Tag Archives: Data Modelling

Migration: Beyond ETL

2013.05.26 [IMG_0514]

When approaching a migration it is tempting to try and do the simplest thing that could possibly work, most likely a re-key or one-off ETL , because any code or process created for the migration is probably going to be discarded once complete. Assuming a code solution is proposed then it’s probably going to look like this:

Beyond ETL 1

So who is going to do the work? If it’s a single team then maybe this approach will work but if there are two teams: one focussed on the source system and one focussed on the target system then the question is who works on what, most likely the answer is the sending system team gets to do the extract and the target system team does the load but who does the transform?

Beyond ETL 2

Working on the transform is probably going to take both teams.
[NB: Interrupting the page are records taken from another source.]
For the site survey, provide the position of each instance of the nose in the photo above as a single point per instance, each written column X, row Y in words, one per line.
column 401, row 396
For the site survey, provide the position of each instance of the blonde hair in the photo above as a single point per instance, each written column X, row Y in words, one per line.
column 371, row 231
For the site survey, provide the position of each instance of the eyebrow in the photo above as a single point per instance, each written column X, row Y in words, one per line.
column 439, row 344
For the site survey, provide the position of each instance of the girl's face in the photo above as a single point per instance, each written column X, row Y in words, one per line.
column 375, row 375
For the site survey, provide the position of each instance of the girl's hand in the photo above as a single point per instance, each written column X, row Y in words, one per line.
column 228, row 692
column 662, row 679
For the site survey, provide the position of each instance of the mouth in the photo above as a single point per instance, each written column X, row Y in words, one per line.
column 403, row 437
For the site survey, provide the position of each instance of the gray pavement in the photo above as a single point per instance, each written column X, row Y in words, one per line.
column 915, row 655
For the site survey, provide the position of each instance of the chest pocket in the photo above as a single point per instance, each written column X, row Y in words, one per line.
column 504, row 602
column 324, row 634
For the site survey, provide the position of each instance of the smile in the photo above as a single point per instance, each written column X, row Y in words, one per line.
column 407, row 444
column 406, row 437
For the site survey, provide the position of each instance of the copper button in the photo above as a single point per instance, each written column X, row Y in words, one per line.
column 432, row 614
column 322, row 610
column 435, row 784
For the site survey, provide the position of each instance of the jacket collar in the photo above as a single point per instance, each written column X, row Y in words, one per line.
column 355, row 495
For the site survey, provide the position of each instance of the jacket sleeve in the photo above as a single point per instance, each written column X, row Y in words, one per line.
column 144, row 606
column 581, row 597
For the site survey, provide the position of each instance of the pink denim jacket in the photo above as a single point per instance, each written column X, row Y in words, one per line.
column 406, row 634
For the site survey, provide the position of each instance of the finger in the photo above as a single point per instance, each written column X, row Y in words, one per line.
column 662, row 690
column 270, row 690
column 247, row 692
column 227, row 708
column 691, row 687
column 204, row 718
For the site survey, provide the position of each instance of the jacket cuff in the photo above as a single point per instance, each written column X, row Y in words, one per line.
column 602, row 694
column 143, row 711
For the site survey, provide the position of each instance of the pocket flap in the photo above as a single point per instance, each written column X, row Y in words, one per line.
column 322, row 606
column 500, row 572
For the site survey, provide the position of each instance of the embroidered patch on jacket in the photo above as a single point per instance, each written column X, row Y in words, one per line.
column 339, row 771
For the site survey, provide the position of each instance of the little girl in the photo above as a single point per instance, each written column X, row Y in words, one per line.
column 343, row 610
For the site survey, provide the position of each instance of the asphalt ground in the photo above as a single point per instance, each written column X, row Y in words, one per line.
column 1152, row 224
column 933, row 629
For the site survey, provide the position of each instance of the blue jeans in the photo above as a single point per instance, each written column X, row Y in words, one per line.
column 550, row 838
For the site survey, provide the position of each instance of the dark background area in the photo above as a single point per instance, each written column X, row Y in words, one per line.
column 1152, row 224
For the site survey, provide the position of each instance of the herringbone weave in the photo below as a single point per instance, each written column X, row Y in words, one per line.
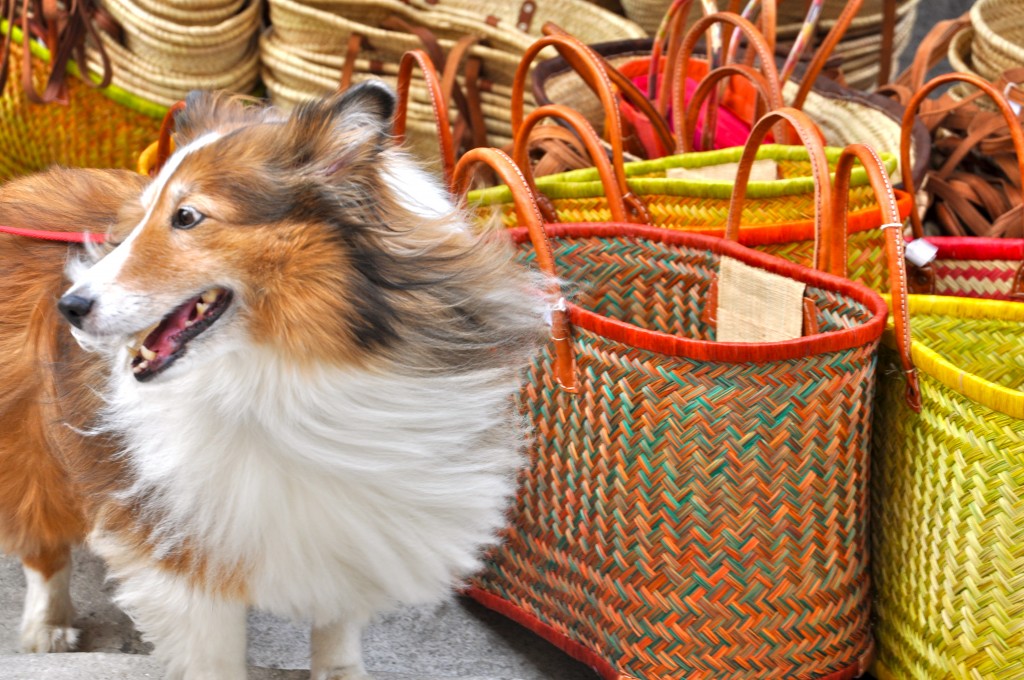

This has some problems:

  • both teams need to understand each-others data-model which, of course, can be very complex especially if one party forgot the most important step of normalisation.
  • codes need to be mapped and this is often not a one-to-one relationship
  • the target system team need to understand where data might be missing in the source system
  • the target system team need to understand what to do about data quality problems in the source system
  • reconciling the migration will be difficult if both data models are complex.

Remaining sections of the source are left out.